E Mario Tassone, deputato eletto nelle file dell’UDC, qualcuno di voi lo ricorderà per i suoi famosi pisolini in diretta. Ma va sottolineato che Tassone era il vicepresidente della Commissione Parlamentare Antimafia. Oltre a esponenti di spicco di PDL e UDC, c’è anche un terzo politico che entra in campo in questa squallida faccenda. Cioè il Guardasigilli del secondo governo Prodi, Clemente Mastella. Nella sentenza i magistrati scrivono infatti che “Miccichè è risultato essere in grado di prestare piena fede agli impegni assunti, dimostrando a un tempo di avere effettivi contatti sia con l’allora Ministro della Giustizia, Clemente Mastella, che con il Senatore Marcello Dell’Utri, con i quali intesseva da tempo rapporti amichevoli e confidenziali”. E ancora: “Che i rapporti tra il Micciché e il ministro Mastella fossero reali e amichevoli, e tutt’altro che inventati, è pienamente testimoniato dalla conversazione telfonica del 05.03.2008 […] nel corso della quale, dopo uno scambio di battute affettuose tra i due, il Micciché non solo si rivolge all’altro appellandolo ‘Clemente mio’, ma si impegna pure a fornirgli forti appoggi elettorali ‘sul Lazio e su Roma’”.

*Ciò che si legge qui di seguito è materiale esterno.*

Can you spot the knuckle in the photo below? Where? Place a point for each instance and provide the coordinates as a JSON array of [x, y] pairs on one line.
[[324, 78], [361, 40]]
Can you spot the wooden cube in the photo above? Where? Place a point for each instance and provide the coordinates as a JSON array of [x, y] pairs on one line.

Ora, dopo aver snocciolato qualche dato sulla potenza economica della ‘ndrangheta, e dopo aver evidenziato i rapporti di vicinanza tra politica e criminalità organizzata, quando incontrate qualcuno che vi dice che l’Italia in fondo è un Pese onesto e che i partiti non sono tutti uguali, raccontategli una storia come questa.

La ‘ndrangheta è una realtà che continuiamo a sottovalutare, ma che condiziona la nostra vita più di quanto possiamo immaginare. Infatti, come ama ricordare Giulio Cavalli, noi possiamo anche non interessarci agli ‘ndranghetisti, ma loro sicuramente si interessano a noi.